Brainlife App to reject bad data segments and/or channels MNE-Python raw.info['bads'], and mne.Annotations.

Documentation

Input files are:

  • a MEG file in fif format (mne/raw).

Input parameters are:

  • Bads: str , The comma-separated channels to reject (e.g. "MEG2422,MEG2321").

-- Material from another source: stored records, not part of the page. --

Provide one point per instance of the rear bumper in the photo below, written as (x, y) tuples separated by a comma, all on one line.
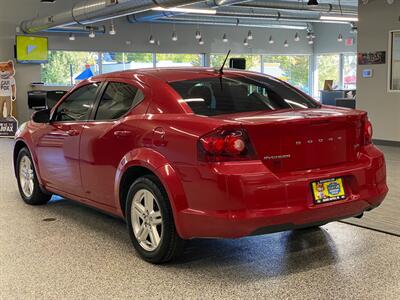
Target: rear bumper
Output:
[(247, 199)]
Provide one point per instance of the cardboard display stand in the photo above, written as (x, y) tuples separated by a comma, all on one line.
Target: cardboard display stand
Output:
[(8, 96)]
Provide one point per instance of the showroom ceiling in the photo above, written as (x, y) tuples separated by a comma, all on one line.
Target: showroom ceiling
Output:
[(284, 13)]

  • annotations: str , A multiline text describing segments to discard, following a format compatible with mne.Annotations: "start, duration, description[, channels]"

    For instance:

    2, 1, bad_segment
    5, 1, more_selective, MEG2422, MEG2321
    

    will create two annotations, one named "bad_segment" starting at 2s, with duration 1s, and second one named "more_selective" focused on channels MEG2422 and MEG2321, starting at 5s, with duration 1s.

Ouput files are:

  • the updated MEG file in fif format (mne/raw), where raw.info['bads'] has been updated, and with added raw.annotations.

Authors

Funding Acknowledgement

brainlife.io is publicly funded and for the sustainability of the project it is helpful to Acknowledge the use of the platform. We kindly ask that you acknowledge the funding below in your code and publications. Copy and past the following lines into your repository when using this code.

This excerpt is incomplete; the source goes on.